Categories
#rstats Data analysis

Generating unique IDs using R

Here’s a function that generates a specified number of unique random IDs, of a certain length, in a reproducible way.

There are many reasons you might want a vector of unique random IDs.  In this case, I embed my unique IDs in SurveyMonkey links that I send via mail merge.

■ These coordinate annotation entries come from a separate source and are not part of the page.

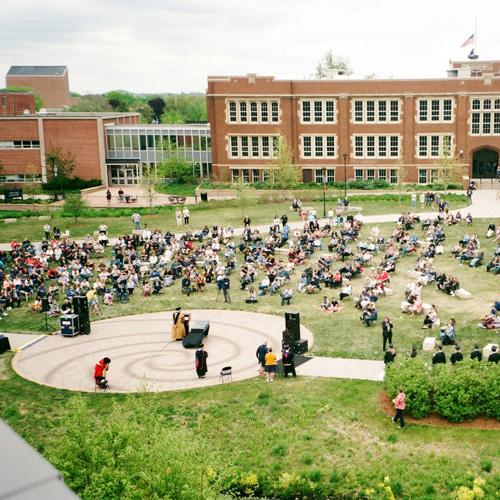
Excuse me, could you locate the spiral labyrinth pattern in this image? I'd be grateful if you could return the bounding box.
[13,310,312,392]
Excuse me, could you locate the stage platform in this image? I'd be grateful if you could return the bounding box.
[13,309,313,393]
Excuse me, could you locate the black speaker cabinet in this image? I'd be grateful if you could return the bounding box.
[294,339,309,354]
[285,313,300,342]
[73,295,90,335]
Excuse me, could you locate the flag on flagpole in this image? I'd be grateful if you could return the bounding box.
[460,33,474,49]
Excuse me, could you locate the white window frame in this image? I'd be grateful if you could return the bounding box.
[300,134,338,160]
[226,98,281,125]
[415,96,456,123]
[299,98,337,125]
[351,97,403,125]
[469,94,500,136]
[415,132,455,158]
[351,134,402,160]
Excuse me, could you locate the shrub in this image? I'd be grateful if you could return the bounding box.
[384,358,432,418]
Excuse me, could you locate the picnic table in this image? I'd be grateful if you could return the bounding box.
[168,195,186,205]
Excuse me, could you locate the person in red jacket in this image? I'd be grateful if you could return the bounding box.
[94,358,111,389]
[392,388,406,429]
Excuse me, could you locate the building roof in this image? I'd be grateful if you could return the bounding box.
[0,420,77,500]
[7,66,68,76]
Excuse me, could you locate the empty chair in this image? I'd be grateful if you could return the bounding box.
[219,366,233,383]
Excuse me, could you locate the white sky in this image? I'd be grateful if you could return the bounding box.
[0,0,500,93]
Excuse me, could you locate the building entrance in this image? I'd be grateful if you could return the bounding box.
[472,148,498,179]
[108,164,140,185]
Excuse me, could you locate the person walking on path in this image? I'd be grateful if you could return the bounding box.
[382,316,394,351]
[182,207,189,226]
[265,347,278,382]
[132,212,141,231]
[392,387,406,429]
[255,342,269,375]
[194,344,208,378]
[281,345,297,378]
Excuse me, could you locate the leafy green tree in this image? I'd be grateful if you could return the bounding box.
[63,193,88,223]
[157,155,194,183]
[271,135,301,189]
[314,49,353,79]
[106,90,137,112]
[47,394,222,500]
[148,97,166,122]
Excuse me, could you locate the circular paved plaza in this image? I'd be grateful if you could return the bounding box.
[13,310,313,392]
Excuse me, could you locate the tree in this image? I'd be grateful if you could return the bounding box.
[63,193,87,223]
[157,155,194,183]
[148,97,166,122]
[314,49,353,79]
[106,90,136,112]
[437,136,464,193]
[271,135,301,189]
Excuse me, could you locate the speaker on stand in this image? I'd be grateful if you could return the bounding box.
[73,295,90,335]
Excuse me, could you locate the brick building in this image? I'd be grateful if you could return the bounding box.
[0,112,140,184]
[5,66,71,109]
[0,90,35,116]
[207,61,500,183]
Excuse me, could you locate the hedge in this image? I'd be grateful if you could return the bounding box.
[384,358,500,422]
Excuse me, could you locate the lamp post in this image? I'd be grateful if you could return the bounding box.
[321,167,327,218]
[343,153,347,200]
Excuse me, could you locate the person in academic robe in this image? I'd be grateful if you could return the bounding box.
[194,344,208,378]
[172,307,186,340]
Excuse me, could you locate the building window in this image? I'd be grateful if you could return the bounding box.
[301,135,336,158]
[417,134,454,158]
[300,100,335,123]
[354,135,400,158]
[353,99,399,123]
[417,99,453,122]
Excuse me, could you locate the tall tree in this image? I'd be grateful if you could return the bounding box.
[271,135,301,189]
[314,49,353,79]
[148,97,166,122]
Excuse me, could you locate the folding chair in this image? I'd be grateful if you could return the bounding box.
[219,366,233,384]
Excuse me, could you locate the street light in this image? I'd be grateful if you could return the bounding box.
[343,153,347,200]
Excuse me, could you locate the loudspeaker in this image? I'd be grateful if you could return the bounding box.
[285,313,300,343]
[293,339,309,354]
[182,332,203,348]
[42,297,50,312]
[73,295,90,335]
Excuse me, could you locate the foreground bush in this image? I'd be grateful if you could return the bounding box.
[384,359,500,422]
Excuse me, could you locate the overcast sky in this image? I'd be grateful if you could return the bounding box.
[0,0,500,93]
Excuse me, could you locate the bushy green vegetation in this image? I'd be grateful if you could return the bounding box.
[385,359,500,422]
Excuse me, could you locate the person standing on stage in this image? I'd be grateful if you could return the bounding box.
[172,307,186,340]
[194,344,208,378]
[281,345,297,378]
[255,342,269,375]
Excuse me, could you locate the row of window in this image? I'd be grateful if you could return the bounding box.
[0,174,42,184]
[229,135,279,158]
[353,135,400,158]
[0,141,40,149]
[227,100,280,123]
[106,131,211,151]
[301,135,337,158]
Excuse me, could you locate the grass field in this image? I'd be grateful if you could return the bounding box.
[0,193,467,242]
[0,214,500,499]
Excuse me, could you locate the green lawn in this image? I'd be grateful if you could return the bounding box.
[0,192,467,242]
[0,355,500,499]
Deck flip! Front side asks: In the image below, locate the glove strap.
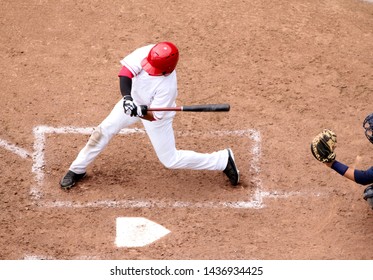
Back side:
[332,161,348,176]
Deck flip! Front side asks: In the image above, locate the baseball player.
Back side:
[311,113,373,209]
[60,42,239,189]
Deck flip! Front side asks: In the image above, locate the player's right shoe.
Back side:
[60,170,87,190]
[223,149,240,186]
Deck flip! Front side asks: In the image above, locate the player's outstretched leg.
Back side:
[223,148,240,186]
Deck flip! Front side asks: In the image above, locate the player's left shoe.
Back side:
[223,149,240,186]
[60,170,86,190]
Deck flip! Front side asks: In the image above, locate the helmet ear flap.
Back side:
[363,185,373,209]
[363,113,373,144]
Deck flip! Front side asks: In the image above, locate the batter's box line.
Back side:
[30,125,294,209]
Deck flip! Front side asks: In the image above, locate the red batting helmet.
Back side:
[141,42,179,76]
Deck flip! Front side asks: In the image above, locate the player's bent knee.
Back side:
[88,126,102,146]
[159,158,176,169]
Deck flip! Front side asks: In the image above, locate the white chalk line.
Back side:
[30,126,316,209]
[0,139,31,158]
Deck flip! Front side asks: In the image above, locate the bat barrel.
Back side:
[182,104,230,112]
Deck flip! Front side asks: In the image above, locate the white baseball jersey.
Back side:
[70,45,228,174]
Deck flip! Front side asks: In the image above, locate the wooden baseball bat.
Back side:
[148,104,230,112]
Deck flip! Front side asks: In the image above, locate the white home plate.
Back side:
[115,217,170,247]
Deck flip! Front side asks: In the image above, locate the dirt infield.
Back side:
[0,0,373,260]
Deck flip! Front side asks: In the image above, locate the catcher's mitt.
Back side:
[311,129,337,163]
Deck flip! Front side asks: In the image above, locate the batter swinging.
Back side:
[60,42,239,189]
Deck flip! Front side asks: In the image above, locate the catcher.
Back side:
[311,113,373,209]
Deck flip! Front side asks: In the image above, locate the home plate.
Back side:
[115,217,170,247]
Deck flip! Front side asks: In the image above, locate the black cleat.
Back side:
[60,170,87,190]
[223,149,240,186]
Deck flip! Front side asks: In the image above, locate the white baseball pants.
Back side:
[69,99,228,174]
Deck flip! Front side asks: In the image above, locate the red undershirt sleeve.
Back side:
[118,66,134,79]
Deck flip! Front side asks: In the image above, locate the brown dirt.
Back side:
[0,0,373,259]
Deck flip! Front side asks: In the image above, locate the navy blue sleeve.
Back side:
[354,166,373,185]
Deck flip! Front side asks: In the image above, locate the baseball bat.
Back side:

This way I can control the emailing process, rather than having messages come from SurveyMonkey, but I can still identify the respondents.  If you are doing this for the same purpose, note that you first need to enable a custom variable in SurveyMonkey!  I call mine for simplicity.

The function

create_unique_ids <- function(n, seed_no = 1, char_len = 5){
  set.seed(seed_no)
  pool <- c(letters, LETTERS, 0:9)
  
  res <- character(n) # pre-allocating vector is much faster than growing it
  for(i in seq(n)){
    this_res <- paste0(sample(pool, char_len, replace = TRUE), collapse = "")
    while(this_res %in% res){ # if there was a duplicate, redo
      this_res <- paste0(sample(pool, char_len, replace = TRUE), collapse = "")
    }
      res[i] <- this_res
  }
  res
}

Here’s what you get:

> create_unique_ids(10)
 [1] "qxJ4m" "36ONd" "mkQxV" "ES9xW" "5nOhq" "xax1v" "DLElZ" "PXgSz" "YOWIG" "WbDTQ"

This function could get stuck in the while-loop if your N exceeds the number of unique permutations of alphanumeric strings of length char_len.  There are length(pool) ^ char_len permutations available.  Under the default value of char_len = 5, that’s 62^5 combinations or 916,132,832.  This should not be a problem for most users.

On reproducible randomization

The ability to set the randomization seed is to aid in reproducing the ID vector.  If you’re careful, and using version control, you should be able to retrace what you did even without setting seed.  There are downsides to setting the same seed each time too, for instance, if your input list gets shuffled and you’re now assigning already-used codes to different users.

No matter how you use this function, think carefully about how to record and reuse values such that IDs stay consistent over time.

Exporting results for mail merging

Here’s what this might look like in practice if you want to generate these IDs, then merge them into SurveyMonkey links and export for sending in a mail merge.  In the example below, I generate both English- and Spanish-language links.

roster$id <- create_unique_ids(nrow(roster), seed = 23)
roster$link_en <- paste0("https://www.research.net/r/YourSurveyName?a=", roster$id, "&lang=en")
roster$link_es <- paste0("https://www.research.net/r/YourSurveyName?a=", roster$id, "&lang=es")
readr::write_csv(roster, "data/clean/roster_to_mail.csv", na = "")

Note that I have created the custom variable a in SurveyMonkey, which is why I can say a= in the URL.